A LUSOFILIA NUMA PERSPECTIVA DE FUTURO
III
Chegados à filosofia do poder, deparamo-nos com a anomalia de todos os direitos serem outorgados aos poucos campeões e todas as obrigações serem imputadas a um mar de vencidos.
E o que será melhor? Ser-se servo num eldorado ou Senhor num mundo de miséria?
A aculturação das populações a um modelo standard e globalizado corta o acesso às raízes culturais mais endógenas e isso anula a ética étnica, essência da cultura mais íntima dos povos. Mas a etnologia é hoje objecto morto de Museu bolorento e escassamente visitado.

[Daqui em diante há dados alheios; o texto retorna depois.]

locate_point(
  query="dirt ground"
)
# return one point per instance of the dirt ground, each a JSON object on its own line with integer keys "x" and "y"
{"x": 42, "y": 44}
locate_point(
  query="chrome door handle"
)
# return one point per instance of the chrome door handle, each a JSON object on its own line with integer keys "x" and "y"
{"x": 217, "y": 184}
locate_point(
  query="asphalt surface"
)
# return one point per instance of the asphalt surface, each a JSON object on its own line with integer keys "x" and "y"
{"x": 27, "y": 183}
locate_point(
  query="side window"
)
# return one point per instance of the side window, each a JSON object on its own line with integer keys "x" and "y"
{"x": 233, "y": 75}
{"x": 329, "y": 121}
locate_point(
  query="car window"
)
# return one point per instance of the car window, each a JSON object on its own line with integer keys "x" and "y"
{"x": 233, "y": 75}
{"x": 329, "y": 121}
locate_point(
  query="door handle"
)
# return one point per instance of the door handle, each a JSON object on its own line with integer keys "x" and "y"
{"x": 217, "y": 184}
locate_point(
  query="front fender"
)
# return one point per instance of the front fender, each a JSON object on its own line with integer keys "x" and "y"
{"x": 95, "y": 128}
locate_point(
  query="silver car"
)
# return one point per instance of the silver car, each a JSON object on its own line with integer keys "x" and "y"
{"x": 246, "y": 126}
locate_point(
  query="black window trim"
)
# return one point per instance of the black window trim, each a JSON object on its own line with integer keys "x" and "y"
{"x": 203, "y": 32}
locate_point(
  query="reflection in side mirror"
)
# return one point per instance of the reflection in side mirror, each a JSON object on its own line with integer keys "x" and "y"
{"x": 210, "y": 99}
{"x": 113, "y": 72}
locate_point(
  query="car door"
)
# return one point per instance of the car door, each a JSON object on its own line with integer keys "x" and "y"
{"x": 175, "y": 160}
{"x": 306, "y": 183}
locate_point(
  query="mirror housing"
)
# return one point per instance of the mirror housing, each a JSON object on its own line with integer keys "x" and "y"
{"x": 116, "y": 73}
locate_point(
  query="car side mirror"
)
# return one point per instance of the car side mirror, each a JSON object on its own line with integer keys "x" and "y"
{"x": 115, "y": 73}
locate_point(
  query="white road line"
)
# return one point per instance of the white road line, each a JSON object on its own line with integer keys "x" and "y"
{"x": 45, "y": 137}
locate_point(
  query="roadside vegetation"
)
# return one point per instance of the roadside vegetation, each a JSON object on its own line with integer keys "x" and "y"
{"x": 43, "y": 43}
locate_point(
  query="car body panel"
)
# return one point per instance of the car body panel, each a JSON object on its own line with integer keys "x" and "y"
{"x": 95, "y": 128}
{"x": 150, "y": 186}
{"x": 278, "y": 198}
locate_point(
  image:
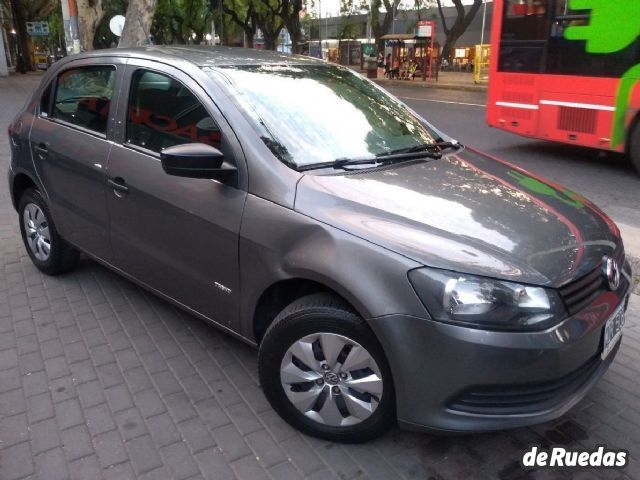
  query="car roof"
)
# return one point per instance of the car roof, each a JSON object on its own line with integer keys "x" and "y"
{"x": 204, "y": 56}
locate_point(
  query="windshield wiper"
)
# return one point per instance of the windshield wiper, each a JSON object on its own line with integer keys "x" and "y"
{"x": 434, "y": 148}
{"x": 429, "y": 150}
{"x": 378, "y": 160}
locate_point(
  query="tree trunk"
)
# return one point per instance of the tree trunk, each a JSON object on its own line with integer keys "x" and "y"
{"x": 90, "y": 13}
{"x": 382, "y": 28}
{"x": 138, "y": 23}
{"x": 292, "y": 22}
{"x": 24, "y": 55}
{"x": 462, "y": 22}
{"x": 270, "y": 41}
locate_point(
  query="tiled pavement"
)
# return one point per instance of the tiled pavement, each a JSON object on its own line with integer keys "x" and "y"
{"x": 99, "y": 379}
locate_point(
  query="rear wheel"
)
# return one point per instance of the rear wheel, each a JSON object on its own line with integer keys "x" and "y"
{"x": 325, "y": 373}
{"x": 48, "y": 251}
{"x": 634, "y": 147}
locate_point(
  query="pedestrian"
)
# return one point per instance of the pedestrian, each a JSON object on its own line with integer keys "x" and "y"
{"x": 380, "y": 65}
{"x": 387, "y": 66}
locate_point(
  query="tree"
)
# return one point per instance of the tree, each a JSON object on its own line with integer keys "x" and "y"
{"x": 380, "y": 27}
{"x": 137, "y": 25}
{"x": 291, "y": 10}
{"x": 460, "y": 25}
{"x": 243, "y": 14}
{"x": 269, "y": 20}
{"x": 90, "y": 13}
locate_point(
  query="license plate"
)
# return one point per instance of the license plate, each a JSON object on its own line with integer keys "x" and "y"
{"x": 613, "y": 330}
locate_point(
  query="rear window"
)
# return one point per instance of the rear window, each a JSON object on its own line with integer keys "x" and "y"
{"x": 83, "y": 97}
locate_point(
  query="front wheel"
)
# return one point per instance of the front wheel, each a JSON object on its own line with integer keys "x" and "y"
{"x": 324, "y": 372}
{"x": 48, "y": 251}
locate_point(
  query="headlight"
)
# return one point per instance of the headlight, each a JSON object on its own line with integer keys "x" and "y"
{"x": 485, "y": 302}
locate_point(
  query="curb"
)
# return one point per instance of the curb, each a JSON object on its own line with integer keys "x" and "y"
{"x": 421, "y": 84}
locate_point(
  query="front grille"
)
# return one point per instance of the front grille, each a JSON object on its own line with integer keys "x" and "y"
{"x": 521, "y": 399}
{"x": 577, "y": 119}
{"x": 579, "y": 294}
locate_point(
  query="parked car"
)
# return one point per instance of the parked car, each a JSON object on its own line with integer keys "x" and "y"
{"x": 384, "y": 271}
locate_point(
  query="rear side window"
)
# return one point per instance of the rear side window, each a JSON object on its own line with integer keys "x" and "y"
{"x": 163, "y": 113}
{"x": 83, "y": 96}
{"x": 45, "y": 101}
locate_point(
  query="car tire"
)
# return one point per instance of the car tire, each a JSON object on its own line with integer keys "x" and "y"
{"x": 347, "y": 393}
{"x": 634, "y": 147}
{"x": 46, "y": 248}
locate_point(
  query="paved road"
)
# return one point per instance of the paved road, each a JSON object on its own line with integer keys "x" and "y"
{"x": 99, "y": 379}
{"x": 605, "y": 178}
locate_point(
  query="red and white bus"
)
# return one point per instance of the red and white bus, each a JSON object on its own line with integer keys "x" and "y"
{"x": 576, "y": 87}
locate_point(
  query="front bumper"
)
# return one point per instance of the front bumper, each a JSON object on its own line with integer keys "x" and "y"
{"x": 515, "y": 379}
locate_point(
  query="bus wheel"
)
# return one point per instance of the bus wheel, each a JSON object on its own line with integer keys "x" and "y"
{"x": 634, "y": 148}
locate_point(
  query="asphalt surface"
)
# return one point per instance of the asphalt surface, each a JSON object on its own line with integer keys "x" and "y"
{"x": 607, "y": 179}
{"x": 101, "y": 380}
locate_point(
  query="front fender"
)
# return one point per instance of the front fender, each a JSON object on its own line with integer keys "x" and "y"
{"x": 277, "y": 243}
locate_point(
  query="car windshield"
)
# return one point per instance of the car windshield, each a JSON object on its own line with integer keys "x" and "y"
{"x": 313, "y": 114}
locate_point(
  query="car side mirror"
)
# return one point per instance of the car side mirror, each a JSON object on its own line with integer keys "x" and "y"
{"x": 196, "y": 160}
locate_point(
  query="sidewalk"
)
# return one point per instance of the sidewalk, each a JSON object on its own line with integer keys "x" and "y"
{"x": 446, "y": 80}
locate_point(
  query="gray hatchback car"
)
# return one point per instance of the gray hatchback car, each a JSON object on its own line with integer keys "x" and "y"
{"x": 385, "y": 271}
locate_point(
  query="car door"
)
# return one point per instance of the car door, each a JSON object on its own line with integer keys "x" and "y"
{"x": 177, "y": 235}
{"x": 70, "y": 144}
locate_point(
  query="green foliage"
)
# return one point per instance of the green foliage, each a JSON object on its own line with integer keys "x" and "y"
{"x": 613, "y": 24}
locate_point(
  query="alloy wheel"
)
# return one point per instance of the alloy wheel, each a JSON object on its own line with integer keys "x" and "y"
{"x": 36, "y": 229}
{"x": 331, "y": 379}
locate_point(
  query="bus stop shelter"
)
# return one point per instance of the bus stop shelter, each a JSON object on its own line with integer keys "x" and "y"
{"x": 412, "y": 46}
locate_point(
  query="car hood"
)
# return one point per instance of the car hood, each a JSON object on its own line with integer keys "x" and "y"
{"x": 469, "y": 213}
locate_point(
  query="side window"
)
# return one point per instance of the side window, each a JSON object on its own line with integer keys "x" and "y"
{"x": 83, "y": 96}
{"x": 525, "y": 27}
{"x": 45, "y": 101}
{"x": 163, "y": 112}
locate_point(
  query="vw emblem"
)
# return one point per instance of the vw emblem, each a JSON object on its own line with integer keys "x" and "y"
{"x": 332, "y": 378}
{"x": 612, "y": 272}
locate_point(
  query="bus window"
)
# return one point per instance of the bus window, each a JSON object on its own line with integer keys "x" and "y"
{"x": 569, "y": 57}
{"x": 525, "y": 28}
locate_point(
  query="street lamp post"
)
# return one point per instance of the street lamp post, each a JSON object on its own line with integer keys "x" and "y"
{"x": 484, "y": 19}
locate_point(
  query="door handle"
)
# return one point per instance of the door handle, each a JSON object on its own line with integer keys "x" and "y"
{"x": 118, "y": 185}
{"x": 42, "y": 150}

Em simultâneo, quando esse desenraizamento conduz as pessoas para o mundo da globalização competitiva, então está-se a enviar populações inteiras para um mundo em que não há que olhar a meios para alcançar fins. Se a isto somarmos a atracção que as cidades exercem sobre as populações rurais flageladas pelas guerras, pela inviabilização da ruralidade e pela apologia do urbanismo, compreenderemos a selva urbana em que as nossas grandes metrópoles se transformaram. Pululam os exemplos no espaço lusófono.
E como diz Gilles Lipovetsky no seu livro “O crepúsculo do dever”, (...) A sociedade post-moderna ou post-moralista designa a época em que o dever se adocicou e tornou anémico, em que a ideia do sacrifício pessoal se ilegitimou socialmente, em que a moral já não exige que as pessoas se devotem a uma causa superior, em que os direitos subjectivos dominam os mandamentos. (...) o mal transformou-se em espectáculo, o ideal pouco engrandecido. Se perdura a crítica do vício, o heroísmo do bem enfraquece. Os valores que reconhecemos são mais tidos como negativos do que como positivos. (...) triunfa uma moral indolor (...).
Neutralizadas tanto a Moral como a Ética clássicas e modernistas, no pós-modernismo promoveu-se a competição em que tudo serve para subir na ostentação. E subir JÁ! A globalização fez isso aos países chamando-lhe competitividade. O que interessa é alcançar os objectivos. Como? Isso é o que menos interessa desde que eles sejam alcançados e, também nesta dimensão macro, JÁ!
O hedonismo deixou de ser uma chaga individual para assumir a dimensão plural e, pior, passar a ser considerado «politicamente correcto». O carpe diem horaciano é hoje adubo dos discursos políticos e faz doutrina junto da mole de incautos que ouve, aplaude e, pior que tudo, crê.
Podemos, querendo, promover o regresso do discurso da verdade sob pena de, pelo silêncio, darmos guarida a soluções que passem por fora da democracia pluralista em que queremos viver.
Aqui chegados, urge perguntar que solução temos à nossa frente. Adoptarmos o imobilismo monástico à espera que a crise passe? Entregarmo-nos, à moda muçulmana, nas mãos do fatalismo indiscutível? Preconizarmos um regresso às origens étnicas, folclóricas?
Não nos parece que atitudes de medo, de fatalidade ou de recuo sirvam o futuro por que ambicionamos.
Pelo contrário, creio que devemos partir rumo ao futuro pois é natural a ânsia de progresso dos povos a que pertencemos.
Sim, temos o direito de subir mas temos a obrigação de promover a subida dos que nos rodeiam para podermos dizer como Nelson Mandela que “a educação é o grande motor do desenvolvimento pessoal. É através da educação que a filha de um camponês se pode tornar doutora, que o filho de um mineiro se pode tornar chefe de uma mina, que o filho de trabalhadores agrícolas pode vir a ser Presidente
de uma grande nação. É o que fazemos do que temos, não o que nos é dado, que distingue uma pessoa de outra.”
Mas façamo-lo cumprindo os valores de alguma Ética, aquela que urge reinventarmos.